For public health officials, the spread of zoonotic diseases is not the only health concern when it comes to human and animal interactions - antibiotic resistance
is also a growing health threat.
“Using antibiotics in animals can affect the humans that interact with them, as well as the environment when it absorbs [antibiotics],” explained Ware.
A recent release from the CDC said that antibiotic resistance is one of the biggest public health challenges of our time. Each year in the U.S., at least 2.8 million people get an antibiotic-resistant infection, and more than 35,000 die. Fighting this threat is a public health priority that requires a collaborative global approach.
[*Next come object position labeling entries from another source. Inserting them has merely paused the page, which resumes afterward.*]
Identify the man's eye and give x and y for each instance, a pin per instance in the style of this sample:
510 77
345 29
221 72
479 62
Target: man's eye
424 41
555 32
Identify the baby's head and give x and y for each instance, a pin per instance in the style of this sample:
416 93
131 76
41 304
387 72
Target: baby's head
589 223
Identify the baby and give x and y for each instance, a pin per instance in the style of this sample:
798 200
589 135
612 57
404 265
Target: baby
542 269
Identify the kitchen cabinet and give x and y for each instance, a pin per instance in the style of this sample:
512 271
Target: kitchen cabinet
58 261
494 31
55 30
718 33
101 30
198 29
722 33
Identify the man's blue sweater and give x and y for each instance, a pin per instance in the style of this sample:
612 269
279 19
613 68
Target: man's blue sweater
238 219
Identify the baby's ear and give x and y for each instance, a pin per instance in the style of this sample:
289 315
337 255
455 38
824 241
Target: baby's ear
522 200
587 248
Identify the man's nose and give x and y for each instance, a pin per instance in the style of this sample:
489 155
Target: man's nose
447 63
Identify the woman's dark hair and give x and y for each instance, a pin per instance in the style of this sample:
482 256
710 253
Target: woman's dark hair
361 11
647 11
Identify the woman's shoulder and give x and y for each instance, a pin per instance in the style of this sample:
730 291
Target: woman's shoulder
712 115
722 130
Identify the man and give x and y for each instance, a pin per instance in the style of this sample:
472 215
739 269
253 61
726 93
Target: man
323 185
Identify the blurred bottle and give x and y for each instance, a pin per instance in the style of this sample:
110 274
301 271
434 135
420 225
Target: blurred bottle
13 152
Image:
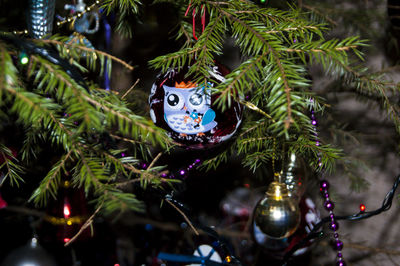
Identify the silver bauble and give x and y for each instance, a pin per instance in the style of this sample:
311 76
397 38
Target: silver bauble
277 214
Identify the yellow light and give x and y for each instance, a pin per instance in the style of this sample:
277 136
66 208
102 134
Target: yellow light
24 60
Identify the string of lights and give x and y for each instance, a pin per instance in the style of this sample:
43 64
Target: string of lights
362 214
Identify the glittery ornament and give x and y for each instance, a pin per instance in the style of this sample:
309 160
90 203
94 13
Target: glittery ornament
40 17
187 112
277 248
277 215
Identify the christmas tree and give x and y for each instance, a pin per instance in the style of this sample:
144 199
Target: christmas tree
198 132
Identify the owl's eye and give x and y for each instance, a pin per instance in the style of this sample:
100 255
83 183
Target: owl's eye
196 99
175 101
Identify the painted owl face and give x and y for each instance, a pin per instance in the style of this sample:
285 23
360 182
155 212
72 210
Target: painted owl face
187 109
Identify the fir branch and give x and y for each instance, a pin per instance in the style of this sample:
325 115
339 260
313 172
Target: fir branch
262 39
13 170
63 45
50 183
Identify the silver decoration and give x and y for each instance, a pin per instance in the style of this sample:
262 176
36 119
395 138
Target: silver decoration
40 17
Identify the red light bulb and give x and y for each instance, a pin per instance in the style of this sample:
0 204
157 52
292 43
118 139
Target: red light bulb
67 211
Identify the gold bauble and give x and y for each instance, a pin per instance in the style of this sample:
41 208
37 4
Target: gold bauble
277 214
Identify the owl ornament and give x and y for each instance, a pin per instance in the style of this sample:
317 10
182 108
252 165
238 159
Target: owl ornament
185 110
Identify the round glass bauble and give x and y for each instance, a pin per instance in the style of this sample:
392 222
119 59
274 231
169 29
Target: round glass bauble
187 111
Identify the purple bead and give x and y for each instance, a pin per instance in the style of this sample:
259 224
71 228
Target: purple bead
329 205
339 245
334 226
324 184
340 263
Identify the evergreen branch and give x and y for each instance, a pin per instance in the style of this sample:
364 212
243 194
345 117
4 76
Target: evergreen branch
174 60
277 60
234 80
251 106
88 223
50 183
84 48
343 48
13 170
129 119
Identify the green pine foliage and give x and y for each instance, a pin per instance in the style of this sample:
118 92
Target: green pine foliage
277 48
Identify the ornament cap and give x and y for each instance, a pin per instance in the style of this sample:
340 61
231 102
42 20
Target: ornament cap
277 191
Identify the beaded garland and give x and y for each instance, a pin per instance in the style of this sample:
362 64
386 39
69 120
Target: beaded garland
328 204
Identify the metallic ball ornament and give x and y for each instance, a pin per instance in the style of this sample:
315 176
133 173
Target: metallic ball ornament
277 215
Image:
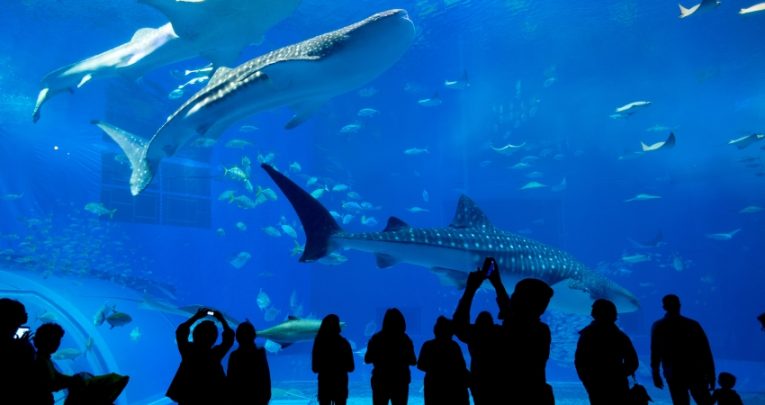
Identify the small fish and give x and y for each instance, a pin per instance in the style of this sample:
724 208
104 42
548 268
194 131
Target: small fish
630 108
117 318
753 9
668 143
723 235
752 209
350 129
416 151
507 149
263 300
248 128
433 101
238 144
643 197
532 185
461 84
240 259
271 231
368 221
11 197
367 112
289 231
747 140
135 334
636 258
99 209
While the One Health concept embraces a collaborative global effort, animal health is only one piece of the One Health approach in disease prevention.
Both Ware and Kwon noted that detrimental environmental conditions can have significant implications on human health, and that the health of the environment is critical to the maintenance of optimal human health.
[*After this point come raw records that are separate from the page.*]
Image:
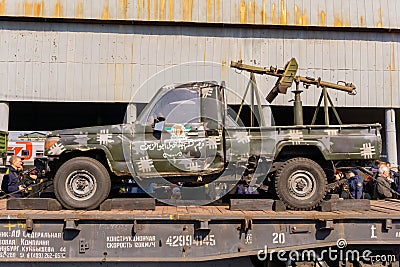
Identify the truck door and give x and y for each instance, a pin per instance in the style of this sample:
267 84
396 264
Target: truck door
173 137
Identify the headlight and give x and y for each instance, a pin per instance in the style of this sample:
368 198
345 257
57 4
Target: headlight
50 141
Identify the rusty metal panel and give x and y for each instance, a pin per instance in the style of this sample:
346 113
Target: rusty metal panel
65 61
345 13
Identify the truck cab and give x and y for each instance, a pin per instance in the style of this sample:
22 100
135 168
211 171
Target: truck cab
180 133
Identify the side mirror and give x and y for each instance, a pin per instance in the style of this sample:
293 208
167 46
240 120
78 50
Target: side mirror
159 124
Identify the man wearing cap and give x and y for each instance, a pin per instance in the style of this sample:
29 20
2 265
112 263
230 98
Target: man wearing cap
355 184
383 183
11 183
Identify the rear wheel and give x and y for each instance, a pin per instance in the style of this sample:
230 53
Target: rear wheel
82 183
300 183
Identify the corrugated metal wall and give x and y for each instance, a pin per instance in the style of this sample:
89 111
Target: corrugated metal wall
338 13
107 63
69 60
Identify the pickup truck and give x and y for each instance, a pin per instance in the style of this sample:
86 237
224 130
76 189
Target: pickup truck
186 141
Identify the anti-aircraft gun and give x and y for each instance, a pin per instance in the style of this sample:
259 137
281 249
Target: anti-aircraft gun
300 185
287 76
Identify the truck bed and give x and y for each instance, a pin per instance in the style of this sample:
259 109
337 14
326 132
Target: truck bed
187 234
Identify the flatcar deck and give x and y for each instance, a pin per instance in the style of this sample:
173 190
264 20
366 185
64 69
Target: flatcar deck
188 234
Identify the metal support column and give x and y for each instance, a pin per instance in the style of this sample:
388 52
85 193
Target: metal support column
131 113
4 116
391 144
267 113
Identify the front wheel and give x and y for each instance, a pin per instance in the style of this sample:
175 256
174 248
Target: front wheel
300 183
82 183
“A polluted environment can affect human health through air, water and soil contamination, which can lead to human illnesses, even severe as cancer,” said Ware.
However, when it comes to staying healthy, Ware pointed out that people need to look beyond their local environments, that environmental health is large scale consideration.
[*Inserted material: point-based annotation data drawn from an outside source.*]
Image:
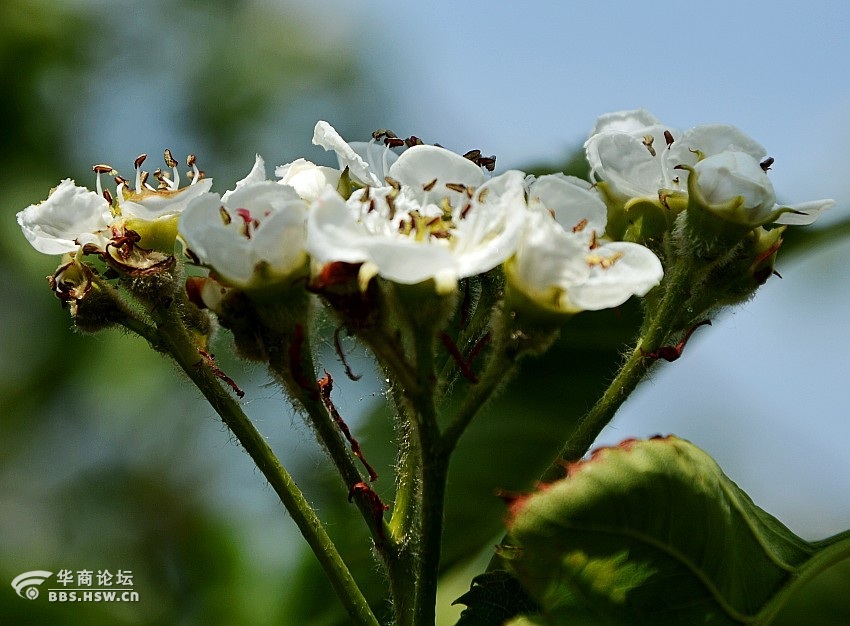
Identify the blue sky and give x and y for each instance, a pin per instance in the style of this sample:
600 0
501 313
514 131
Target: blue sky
764 389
“Having a healthy environment around your own home doesn’t really work,” explained Ware. “You have to collaborate with neighbors and the whole country to ensure that the whole environment stays healthy – upstream industrial plants or factory farming can contaminate the environment miles away from you, but those effects don’t stay isolated to one area … Nothing that happens on this planet happens in a vacuum – everything we do can have effect on others.”
However, Kwon cautioned that not all environmental concerns are man-made; some are naturally occurring, which is why it is important for environmental health professionals to be involved in preventive medicine initiatives.
“When establishing the baseline for a healthy environment in the context of One Health, we must not make the mistake that Mother Earth is always pristine and nurturing,” said Kwon. “Natural surroundings can be hostile to human survival, and it is the job of environmental health professionals to implement safety measures and coping mechanisms to increase our ability to survive and thrive.”
For service members and military communities this collaborative approach to public health is especially important to keep them healthy in foreign areas around the world.
“Since the DoD projects forces into unfamiliar terrain, zoonotic and environment hazards are always on our minds, from Desert Storm exposures to burning petroleum fields, to burning of plastics during Operation Iraqi Freedom, to sand flies transmitting pathogenic leishmaniasis, to malaria transmitted by female anopheles mosquitoes,” said Kwon.
This makes public health organizations like Public Health Command-Pacific relevant, since the mission of PHC-P is to continuously protect, promote, and improve the health of the force and their families throughout the Indo-Pacific. One of the main ways PHC-P does this is by maximizing readiness using the One Health approach.
“One Health is not a new way of thinking – it is adding depth to the way you think of the world,” said Ware. “It is about understanding that everything we do – at work, at play, at home – all could have effects on the environment, animals, or other humans.”